On the other hand, while the AP Calculus test contains a large section of five-item multiple choice questions, it also includes substantial free-response sections where students are required to derive the answer and show their work. The IB Calculus tests consist entirely of free-response questions, and students are required to show all the steps in their calculations.
Moreover, a multiple-choice test like the SAT can be graded quickly by a machine at almost no cost, while the free-response sections of the AP Calculus and IB math exams require time-consuming and expensive grading by humans. Also, in a very simplistic sense, the multiple-choice machine-readable questions are more reliable. An answer will always receive the same score. Humans’ scores may fluctuate.
This brings us to the second main problem with the SAT. Unlike the AP and IB tests, the SAT tests are developed primarily by statisticians with little input from educators in the specific academic fields being evaluated. Statisticians love multiple choice because of its reliability and ease of constructing statistically similar new tests. They care less about validity—that the test is assessing what abilities it purports to assess—and more about reliability and consistency, that student scores will largely be stable over different administrations of the test. Moreover, it allows evaluating noncredit “candidate” items that do not comprise part of a student’s score but can be used to construct statistically equivalent new tests.
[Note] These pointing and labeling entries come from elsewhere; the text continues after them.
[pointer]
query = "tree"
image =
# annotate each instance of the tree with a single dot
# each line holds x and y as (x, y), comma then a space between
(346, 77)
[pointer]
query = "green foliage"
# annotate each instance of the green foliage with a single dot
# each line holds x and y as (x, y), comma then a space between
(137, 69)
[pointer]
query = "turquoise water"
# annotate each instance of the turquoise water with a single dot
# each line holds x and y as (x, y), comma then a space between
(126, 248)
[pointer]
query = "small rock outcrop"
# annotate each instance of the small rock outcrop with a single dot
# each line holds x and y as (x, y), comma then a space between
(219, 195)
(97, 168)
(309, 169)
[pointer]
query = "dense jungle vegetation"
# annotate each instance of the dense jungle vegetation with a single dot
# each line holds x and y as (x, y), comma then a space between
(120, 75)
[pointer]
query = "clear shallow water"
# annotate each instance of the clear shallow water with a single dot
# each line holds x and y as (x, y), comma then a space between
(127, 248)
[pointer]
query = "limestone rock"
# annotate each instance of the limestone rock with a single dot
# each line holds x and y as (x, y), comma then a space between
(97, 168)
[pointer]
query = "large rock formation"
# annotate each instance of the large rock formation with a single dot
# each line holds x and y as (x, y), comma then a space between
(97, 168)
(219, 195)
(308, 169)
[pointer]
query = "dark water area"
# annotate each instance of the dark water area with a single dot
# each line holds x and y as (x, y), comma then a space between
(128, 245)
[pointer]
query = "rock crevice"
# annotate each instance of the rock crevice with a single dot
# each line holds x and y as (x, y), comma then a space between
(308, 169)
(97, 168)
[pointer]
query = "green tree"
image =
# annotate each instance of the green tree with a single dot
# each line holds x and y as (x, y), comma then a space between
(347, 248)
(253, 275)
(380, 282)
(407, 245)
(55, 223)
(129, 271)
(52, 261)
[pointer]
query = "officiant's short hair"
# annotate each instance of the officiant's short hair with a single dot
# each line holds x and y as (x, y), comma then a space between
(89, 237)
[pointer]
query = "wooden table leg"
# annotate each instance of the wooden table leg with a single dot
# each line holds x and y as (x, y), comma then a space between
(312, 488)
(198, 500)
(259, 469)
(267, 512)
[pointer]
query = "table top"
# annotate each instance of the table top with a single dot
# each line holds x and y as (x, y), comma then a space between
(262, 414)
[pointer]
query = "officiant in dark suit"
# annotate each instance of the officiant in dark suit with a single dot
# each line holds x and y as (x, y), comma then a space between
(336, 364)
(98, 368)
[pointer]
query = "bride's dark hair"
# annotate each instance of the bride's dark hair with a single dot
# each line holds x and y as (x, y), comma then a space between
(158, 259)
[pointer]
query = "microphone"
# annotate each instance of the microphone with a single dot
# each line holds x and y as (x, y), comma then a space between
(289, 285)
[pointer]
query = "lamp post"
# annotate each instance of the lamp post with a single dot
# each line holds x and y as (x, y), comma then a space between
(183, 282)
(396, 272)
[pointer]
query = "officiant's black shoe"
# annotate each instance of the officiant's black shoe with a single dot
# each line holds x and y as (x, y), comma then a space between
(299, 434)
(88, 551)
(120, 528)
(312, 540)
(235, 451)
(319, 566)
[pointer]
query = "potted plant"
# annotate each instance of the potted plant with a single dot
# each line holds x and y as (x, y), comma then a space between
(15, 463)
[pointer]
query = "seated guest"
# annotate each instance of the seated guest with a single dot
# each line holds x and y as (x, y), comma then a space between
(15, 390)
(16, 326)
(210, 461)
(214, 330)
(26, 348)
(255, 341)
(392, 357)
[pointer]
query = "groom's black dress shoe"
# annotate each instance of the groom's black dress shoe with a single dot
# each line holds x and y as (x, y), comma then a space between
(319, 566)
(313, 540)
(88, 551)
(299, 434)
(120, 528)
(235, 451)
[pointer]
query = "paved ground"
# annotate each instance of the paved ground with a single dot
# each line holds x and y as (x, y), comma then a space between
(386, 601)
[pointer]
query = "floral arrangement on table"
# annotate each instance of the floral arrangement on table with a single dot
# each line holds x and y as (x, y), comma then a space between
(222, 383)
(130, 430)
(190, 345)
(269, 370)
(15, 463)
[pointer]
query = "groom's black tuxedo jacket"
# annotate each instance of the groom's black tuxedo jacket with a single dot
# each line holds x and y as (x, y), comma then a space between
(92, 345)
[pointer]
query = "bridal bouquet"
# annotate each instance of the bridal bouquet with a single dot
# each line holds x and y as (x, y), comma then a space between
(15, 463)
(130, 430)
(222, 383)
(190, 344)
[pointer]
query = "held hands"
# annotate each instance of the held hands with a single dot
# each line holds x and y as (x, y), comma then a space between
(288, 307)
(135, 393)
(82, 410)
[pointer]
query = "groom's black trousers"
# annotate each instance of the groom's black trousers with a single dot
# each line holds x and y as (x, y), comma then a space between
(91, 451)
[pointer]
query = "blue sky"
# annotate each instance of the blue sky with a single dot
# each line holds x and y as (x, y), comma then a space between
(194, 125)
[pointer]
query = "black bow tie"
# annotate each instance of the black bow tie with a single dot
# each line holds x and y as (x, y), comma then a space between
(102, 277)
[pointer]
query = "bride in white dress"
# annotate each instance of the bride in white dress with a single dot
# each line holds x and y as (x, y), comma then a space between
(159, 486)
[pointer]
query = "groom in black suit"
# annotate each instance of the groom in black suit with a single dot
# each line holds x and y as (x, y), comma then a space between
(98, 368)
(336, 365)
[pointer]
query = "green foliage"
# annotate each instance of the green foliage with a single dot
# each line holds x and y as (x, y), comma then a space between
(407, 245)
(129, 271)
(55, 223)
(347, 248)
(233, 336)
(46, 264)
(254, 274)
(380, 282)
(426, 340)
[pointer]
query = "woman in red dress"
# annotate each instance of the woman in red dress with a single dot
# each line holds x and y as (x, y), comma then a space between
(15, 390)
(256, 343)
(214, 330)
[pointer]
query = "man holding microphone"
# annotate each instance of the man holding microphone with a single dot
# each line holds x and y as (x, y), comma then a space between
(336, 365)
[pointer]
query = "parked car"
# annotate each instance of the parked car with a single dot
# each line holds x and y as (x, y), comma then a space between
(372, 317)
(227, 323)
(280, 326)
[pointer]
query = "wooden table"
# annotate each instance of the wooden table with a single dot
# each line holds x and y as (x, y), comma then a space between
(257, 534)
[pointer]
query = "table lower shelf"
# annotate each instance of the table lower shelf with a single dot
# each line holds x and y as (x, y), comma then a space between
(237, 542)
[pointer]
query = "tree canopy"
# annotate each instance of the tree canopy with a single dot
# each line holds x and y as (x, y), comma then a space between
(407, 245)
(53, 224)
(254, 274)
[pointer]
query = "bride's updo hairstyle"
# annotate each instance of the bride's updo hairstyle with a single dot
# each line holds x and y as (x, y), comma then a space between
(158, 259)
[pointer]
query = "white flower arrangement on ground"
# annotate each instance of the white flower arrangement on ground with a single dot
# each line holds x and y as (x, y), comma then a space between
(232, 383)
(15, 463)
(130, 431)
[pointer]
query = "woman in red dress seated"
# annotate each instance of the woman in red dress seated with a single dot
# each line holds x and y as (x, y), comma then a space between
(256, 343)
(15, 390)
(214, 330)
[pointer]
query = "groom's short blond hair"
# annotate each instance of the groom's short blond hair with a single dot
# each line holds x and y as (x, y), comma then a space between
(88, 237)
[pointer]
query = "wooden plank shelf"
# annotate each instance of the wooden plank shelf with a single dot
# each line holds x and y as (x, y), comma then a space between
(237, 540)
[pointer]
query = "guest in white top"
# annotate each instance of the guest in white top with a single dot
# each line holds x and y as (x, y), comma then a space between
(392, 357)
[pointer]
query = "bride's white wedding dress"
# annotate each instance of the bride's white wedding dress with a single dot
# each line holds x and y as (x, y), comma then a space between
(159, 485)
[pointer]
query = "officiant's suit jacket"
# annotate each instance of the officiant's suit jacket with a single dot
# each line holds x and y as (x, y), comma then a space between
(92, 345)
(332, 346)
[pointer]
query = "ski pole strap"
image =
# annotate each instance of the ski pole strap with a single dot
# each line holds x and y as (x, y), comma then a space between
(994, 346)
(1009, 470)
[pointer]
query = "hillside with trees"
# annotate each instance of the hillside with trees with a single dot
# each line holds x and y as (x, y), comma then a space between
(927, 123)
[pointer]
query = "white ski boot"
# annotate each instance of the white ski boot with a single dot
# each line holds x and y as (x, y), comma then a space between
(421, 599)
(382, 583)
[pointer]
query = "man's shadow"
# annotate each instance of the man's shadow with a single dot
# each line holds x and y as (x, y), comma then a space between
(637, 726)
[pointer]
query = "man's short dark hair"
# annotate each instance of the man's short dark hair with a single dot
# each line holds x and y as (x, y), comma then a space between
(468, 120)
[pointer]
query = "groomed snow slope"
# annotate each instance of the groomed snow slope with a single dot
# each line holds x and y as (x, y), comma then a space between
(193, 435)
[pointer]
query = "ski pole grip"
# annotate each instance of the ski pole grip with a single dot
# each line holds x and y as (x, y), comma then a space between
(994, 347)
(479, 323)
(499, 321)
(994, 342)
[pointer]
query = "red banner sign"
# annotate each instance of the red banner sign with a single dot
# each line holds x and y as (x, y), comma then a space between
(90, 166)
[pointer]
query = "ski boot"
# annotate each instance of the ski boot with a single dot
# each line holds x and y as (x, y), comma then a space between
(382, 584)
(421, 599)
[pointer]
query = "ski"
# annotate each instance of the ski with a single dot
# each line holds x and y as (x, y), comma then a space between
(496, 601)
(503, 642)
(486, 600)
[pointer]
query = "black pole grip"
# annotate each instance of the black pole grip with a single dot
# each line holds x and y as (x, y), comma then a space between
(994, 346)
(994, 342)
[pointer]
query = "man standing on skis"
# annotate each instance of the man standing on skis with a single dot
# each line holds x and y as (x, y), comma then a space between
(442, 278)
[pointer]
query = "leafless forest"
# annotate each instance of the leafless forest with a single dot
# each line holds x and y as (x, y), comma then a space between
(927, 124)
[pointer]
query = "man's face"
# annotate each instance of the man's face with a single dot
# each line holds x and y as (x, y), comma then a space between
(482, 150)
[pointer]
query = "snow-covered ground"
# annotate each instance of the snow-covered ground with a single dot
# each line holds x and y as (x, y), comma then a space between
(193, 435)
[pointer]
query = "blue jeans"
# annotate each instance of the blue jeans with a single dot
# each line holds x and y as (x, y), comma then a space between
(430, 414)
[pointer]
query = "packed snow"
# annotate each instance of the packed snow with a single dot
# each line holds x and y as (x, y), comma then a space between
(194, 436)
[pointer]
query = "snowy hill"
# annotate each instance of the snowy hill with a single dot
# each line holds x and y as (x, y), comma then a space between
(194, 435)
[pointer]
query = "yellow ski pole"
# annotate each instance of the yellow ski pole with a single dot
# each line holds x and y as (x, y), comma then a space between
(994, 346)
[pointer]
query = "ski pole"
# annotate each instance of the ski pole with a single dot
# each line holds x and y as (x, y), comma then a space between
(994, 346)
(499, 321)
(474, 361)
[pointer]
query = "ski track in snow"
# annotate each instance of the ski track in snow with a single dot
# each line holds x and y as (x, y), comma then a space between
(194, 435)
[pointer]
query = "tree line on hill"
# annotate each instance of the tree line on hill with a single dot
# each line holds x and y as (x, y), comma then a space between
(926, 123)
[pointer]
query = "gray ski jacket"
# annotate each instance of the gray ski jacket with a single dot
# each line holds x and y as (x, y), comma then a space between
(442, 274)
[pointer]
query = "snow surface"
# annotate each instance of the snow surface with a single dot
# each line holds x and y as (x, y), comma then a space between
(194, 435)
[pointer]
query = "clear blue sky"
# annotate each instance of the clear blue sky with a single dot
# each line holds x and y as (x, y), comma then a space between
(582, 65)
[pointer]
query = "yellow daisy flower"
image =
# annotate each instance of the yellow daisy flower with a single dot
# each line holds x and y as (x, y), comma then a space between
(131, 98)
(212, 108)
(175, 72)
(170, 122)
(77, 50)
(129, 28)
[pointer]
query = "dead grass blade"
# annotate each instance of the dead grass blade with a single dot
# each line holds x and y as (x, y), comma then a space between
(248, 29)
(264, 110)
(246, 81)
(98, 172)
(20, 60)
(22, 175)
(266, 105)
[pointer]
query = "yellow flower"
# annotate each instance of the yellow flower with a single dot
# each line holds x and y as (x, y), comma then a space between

However, because exceptionally high scores on the SAT math section offer the only standardized indication for all applicants of the extremely advanced mathematical ability that is necessary for success at MIT, it serves a narrow and very limited function for MIT admissions that is unnecessary at most, if not all, other colleges and universities.
But retaining the SAT for such a limited use is not a suitable long-term fix. One solution would be to provide federal funding for AP or IB classes and testing at all American public high schools. Such programs would greatly improve high school instruction for promising students throughout the country. While many colleges and universities may not need to use AP or IB test results for admission decisions, such a program would help level the playing field for acceptance to highly selective institutions, including MIT, and probably increase overall student preparedness.
What is common to both of these tests is that they require extensive expense in training teachers, substantial classroom time, usually in the form of separate classes, and the expenses involved in the evaluation of long essays or complex problem sets by high school expert teachers and university faculty that usually take days or even weeks to complete. While not every college or university may need this kind of advanced, standardized coursework and test results to make good admissions decisions, providing the universal opportunity to enroll in such programs will help them—and, more importantly, their students—by making educational opportunities more equitable. And it might finally allow us to see the end of mass-market standardized testing.